I had promised Margaret that I would stay alive, but that was proving to be a challenge. If it weren't for my family, I don't know what I'd do. I know they were all grieving, but they managed to help me through it. Most of the time I stayed in my bed. I usually didn't even travel downstairs to eat; my mum had to bring it up. Even then she had to force it to me. Every day I just went through the motions. 

My mum had finally convinced me to come downstairs. I hadn't spoken a word in almost a week, but I knew staying in bed wasn't getting me anywhere. I missed Margaret, but apparently she had to care for Teddy and didn't want to be a disturbance. So I ignored that feeling and just enveloped myself in daydreams where Fred was still alive. It just so happened that I was on the couch when Andromeda burst through our floo network. 

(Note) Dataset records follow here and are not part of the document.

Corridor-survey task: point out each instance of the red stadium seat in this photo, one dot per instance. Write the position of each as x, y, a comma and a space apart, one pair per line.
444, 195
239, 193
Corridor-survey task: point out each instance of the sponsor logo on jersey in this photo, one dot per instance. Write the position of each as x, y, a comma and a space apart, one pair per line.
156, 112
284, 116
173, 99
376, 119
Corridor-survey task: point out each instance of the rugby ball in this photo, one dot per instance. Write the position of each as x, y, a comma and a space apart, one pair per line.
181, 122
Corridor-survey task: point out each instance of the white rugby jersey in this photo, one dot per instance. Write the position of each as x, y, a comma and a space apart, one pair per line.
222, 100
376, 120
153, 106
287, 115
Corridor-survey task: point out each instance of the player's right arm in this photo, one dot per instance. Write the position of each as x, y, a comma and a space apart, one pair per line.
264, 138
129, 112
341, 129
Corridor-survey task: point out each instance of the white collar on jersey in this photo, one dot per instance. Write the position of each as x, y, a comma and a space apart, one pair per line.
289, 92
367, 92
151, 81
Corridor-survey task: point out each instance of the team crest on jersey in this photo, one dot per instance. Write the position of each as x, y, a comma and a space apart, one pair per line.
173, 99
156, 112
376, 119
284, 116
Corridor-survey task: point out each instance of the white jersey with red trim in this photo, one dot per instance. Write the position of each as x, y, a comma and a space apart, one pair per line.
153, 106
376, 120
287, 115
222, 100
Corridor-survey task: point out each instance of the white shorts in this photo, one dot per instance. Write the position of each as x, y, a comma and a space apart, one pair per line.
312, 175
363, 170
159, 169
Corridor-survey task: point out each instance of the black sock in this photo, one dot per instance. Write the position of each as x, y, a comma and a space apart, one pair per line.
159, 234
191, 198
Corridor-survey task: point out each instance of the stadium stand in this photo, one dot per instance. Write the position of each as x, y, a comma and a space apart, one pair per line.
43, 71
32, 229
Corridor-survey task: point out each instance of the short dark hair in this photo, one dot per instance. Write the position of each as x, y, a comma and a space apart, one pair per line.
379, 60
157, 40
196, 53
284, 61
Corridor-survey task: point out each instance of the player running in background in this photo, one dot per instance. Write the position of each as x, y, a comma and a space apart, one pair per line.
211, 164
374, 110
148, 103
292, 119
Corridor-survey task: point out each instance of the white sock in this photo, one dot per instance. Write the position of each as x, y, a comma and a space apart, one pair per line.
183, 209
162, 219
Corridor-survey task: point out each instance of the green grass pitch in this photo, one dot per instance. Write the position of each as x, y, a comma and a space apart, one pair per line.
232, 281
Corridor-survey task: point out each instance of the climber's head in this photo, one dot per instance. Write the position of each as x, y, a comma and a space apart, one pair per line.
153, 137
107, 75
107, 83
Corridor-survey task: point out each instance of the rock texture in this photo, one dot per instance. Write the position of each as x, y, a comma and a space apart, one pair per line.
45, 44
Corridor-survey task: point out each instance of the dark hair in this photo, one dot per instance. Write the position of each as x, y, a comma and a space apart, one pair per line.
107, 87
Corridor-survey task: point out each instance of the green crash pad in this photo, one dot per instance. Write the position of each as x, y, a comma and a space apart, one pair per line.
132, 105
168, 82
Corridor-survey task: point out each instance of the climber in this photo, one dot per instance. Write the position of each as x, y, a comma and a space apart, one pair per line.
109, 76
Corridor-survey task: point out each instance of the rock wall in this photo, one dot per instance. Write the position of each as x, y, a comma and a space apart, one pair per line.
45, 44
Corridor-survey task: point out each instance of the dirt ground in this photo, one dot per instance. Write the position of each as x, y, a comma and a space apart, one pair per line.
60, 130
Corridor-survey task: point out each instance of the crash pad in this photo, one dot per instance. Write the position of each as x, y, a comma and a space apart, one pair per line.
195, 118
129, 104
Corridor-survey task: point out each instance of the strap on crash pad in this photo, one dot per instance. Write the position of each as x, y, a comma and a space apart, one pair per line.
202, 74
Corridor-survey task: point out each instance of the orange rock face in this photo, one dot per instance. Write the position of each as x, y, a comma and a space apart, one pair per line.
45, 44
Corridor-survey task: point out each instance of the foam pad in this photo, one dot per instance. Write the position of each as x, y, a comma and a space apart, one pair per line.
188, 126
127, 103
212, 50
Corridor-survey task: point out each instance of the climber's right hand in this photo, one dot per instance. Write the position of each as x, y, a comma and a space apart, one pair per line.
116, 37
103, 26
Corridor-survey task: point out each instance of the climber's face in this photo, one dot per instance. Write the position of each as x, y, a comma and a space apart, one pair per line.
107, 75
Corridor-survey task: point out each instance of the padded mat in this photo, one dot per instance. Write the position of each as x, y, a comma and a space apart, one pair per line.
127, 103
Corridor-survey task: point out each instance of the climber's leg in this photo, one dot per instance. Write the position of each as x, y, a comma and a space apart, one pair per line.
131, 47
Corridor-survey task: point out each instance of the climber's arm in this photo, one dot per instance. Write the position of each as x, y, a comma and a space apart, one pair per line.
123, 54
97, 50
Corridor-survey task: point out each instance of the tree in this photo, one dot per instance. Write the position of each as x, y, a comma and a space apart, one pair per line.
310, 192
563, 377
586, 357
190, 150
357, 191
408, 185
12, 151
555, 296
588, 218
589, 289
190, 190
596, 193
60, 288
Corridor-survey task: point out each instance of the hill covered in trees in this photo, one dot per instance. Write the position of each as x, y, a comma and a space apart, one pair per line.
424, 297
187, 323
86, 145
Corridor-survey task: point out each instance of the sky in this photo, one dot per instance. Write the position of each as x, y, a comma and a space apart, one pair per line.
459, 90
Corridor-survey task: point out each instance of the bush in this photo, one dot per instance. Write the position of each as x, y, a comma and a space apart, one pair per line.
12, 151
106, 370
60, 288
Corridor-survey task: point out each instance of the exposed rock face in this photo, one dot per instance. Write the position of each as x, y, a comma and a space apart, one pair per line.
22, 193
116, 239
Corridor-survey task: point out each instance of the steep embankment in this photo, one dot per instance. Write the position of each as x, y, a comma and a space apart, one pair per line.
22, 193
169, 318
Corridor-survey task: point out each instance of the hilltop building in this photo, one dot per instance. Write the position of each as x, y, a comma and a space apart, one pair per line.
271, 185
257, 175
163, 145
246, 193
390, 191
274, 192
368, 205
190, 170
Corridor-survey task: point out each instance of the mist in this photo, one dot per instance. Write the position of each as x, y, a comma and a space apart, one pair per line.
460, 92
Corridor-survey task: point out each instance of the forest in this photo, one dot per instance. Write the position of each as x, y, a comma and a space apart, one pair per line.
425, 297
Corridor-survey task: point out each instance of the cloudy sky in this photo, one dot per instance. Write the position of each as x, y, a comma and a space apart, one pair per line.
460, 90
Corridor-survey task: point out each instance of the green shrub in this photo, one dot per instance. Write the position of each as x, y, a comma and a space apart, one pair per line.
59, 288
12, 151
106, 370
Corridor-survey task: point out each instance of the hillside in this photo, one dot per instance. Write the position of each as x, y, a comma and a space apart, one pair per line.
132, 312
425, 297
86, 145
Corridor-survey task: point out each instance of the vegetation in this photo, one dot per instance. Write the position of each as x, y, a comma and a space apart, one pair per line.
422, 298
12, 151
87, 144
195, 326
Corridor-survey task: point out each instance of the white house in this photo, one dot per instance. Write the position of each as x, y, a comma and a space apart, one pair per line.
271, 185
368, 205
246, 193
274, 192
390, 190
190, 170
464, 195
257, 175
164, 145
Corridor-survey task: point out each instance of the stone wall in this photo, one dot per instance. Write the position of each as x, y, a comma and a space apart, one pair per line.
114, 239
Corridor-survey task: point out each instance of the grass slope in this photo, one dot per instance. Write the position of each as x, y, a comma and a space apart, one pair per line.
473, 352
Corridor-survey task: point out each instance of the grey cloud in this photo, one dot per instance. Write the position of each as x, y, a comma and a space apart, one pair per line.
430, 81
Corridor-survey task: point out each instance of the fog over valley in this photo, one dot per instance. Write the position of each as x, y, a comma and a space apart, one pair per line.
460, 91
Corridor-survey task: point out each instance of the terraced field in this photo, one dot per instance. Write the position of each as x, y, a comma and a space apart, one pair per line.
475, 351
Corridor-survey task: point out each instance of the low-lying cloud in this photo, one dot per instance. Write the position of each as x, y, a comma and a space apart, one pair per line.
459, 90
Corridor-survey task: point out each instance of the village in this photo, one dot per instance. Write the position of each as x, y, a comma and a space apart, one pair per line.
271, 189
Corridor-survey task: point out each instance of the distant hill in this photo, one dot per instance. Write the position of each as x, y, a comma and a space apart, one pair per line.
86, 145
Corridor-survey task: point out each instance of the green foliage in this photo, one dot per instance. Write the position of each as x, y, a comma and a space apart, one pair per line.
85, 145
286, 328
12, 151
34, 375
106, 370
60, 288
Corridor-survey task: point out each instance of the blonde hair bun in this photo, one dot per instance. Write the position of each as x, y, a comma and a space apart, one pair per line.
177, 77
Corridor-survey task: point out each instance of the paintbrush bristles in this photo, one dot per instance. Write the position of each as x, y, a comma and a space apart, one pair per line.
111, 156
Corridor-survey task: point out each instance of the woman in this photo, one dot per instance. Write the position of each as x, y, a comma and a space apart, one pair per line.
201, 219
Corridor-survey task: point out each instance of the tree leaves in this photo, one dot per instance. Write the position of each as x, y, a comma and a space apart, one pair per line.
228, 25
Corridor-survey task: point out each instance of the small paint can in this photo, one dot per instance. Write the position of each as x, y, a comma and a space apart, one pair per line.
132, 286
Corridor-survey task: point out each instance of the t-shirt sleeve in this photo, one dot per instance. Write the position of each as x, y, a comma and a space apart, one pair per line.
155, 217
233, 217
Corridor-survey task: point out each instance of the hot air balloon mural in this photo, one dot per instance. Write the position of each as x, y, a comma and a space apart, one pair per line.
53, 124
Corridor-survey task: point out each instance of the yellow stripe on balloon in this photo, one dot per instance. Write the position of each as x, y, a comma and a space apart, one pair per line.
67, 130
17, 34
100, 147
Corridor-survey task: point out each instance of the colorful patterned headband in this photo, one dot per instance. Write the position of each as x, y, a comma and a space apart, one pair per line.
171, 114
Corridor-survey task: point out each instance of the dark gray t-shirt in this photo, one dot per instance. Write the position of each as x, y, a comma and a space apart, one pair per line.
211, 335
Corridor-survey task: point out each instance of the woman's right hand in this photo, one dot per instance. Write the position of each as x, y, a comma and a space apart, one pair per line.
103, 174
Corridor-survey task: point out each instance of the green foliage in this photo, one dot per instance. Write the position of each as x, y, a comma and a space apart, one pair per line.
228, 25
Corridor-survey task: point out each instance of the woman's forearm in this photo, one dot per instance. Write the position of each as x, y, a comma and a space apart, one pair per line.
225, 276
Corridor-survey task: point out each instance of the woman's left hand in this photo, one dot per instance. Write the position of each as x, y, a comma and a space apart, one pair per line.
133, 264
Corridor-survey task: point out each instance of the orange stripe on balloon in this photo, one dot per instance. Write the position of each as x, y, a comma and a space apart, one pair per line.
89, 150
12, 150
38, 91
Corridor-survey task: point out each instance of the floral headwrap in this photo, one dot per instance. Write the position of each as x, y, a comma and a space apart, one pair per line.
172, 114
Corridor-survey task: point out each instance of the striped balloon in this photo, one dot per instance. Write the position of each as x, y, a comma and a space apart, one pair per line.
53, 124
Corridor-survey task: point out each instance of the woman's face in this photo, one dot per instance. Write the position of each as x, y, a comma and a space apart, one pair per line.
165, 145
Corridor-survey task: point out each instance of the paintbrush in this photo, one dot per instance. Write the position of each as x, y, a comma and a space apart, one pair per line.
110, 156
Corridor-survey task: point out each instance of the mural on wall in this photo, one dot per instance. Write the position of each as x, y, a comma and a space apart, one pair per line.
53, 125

"Has anyone seen Margaret?" She cried. She was holding Teddy, who was also crying. My mom rushed in the room, drawn by the concern in Andromeda's voice. I was also concerned-where was she?

"Andromeda dear. What happened?" My Mom asked as she ushered her over to a chair. 

"Margaret was supposed to pick Teddy up over two hours ago. She's never been late. I don't know where she is. I thought she would be here visiting you guys. I'm concerned for her. It's obvious she isn't doing well with everything going on." 

I didn't hear the rest of the conversation as I picked myself and locked myself in my room. I didn't have the emotional capacity to feel concern over Margaret-I'm sure she's fine. I was too consumed with Fred to worry about her. She's made it through a lot. Looking back, I probably should've realized that she had been through a lot. A lot more than I ever had. And that it was probably not a good thing that anyone let her be on her own when she had just had another traumatic event happen to her. My excuse for not caring about her turned out to be the number one reason why I should've been extremely concerned. But I didn't know that then. I wish I had.